Cet été, des navires humanitaires, comme l’Open Arms mais aussi le Géo Barents de Médecins sans frontières (MSF), ont en effet procédé à plusieurs sauvetages sous la coordination de Rome. « Lors de notre dernière mission [mi-juillet, ndlr], après un sauvetage près des côtes libyennes, les autorités italiennes nous ont demandé de les épauler pour secourir 11 canots dans la zone de recherche et de sauvetage », avait déclaré fin juillet à InfoMigrants Caroline Willemen, responsable adjointe de la mission Search & Rescue de MSF.
Les trois ONG immobilisées estiment par ailleurs que si elles n’avaient pas secouru les naufragés, un drame aurait pu se produire. « Si ne nous ne l’avions pas fait, il y aurait eu des morts », assure Sea-Eye dans son communiqué.
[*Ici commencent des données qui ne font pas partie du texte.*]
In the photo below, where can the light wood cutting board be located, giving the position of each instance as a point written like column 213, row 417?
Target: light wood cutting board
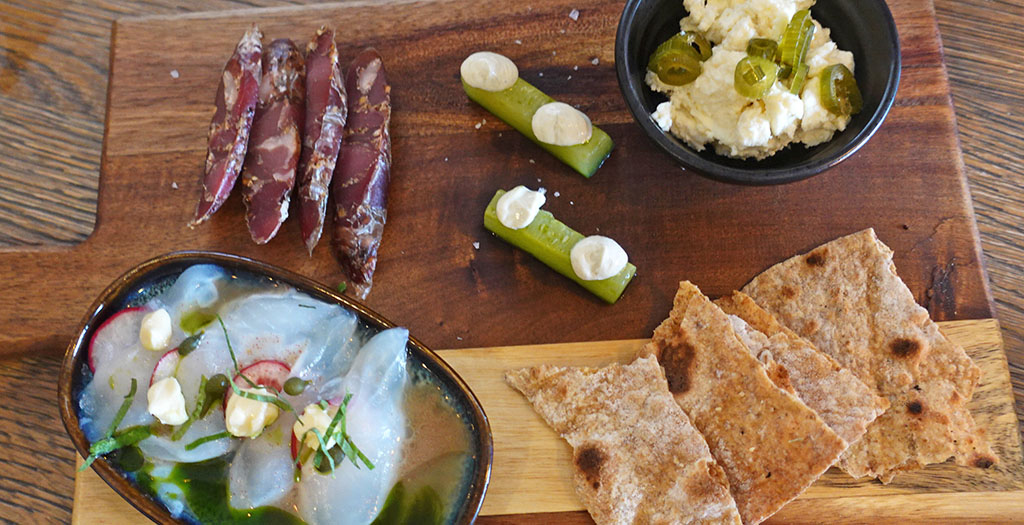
column 440, row 273
column 532, row 466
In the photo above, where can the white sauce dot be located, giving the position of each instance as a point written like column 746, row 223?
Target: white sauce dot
column 155, row 334
column 166, row 402
column 489, row 72
column 597, row 257
column 560, row 124
column 518, row 207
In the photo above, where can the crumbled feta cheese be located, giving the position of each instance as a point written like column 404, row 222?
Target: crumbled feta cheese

Le nombre de décès a considérablement augmenté cette année en Méditerranée centrale. Depuis janvier, plus de 2 000 migrants ont péri dans ces eaux en tentant de rejoindre les côtes européennes, selon les chiffres de l’Organisation internationale pour les migrations (OIM). Ils étaient un peu plus de 1 400 sur l’ensemble de l’année 2022, dans cette zone maritime.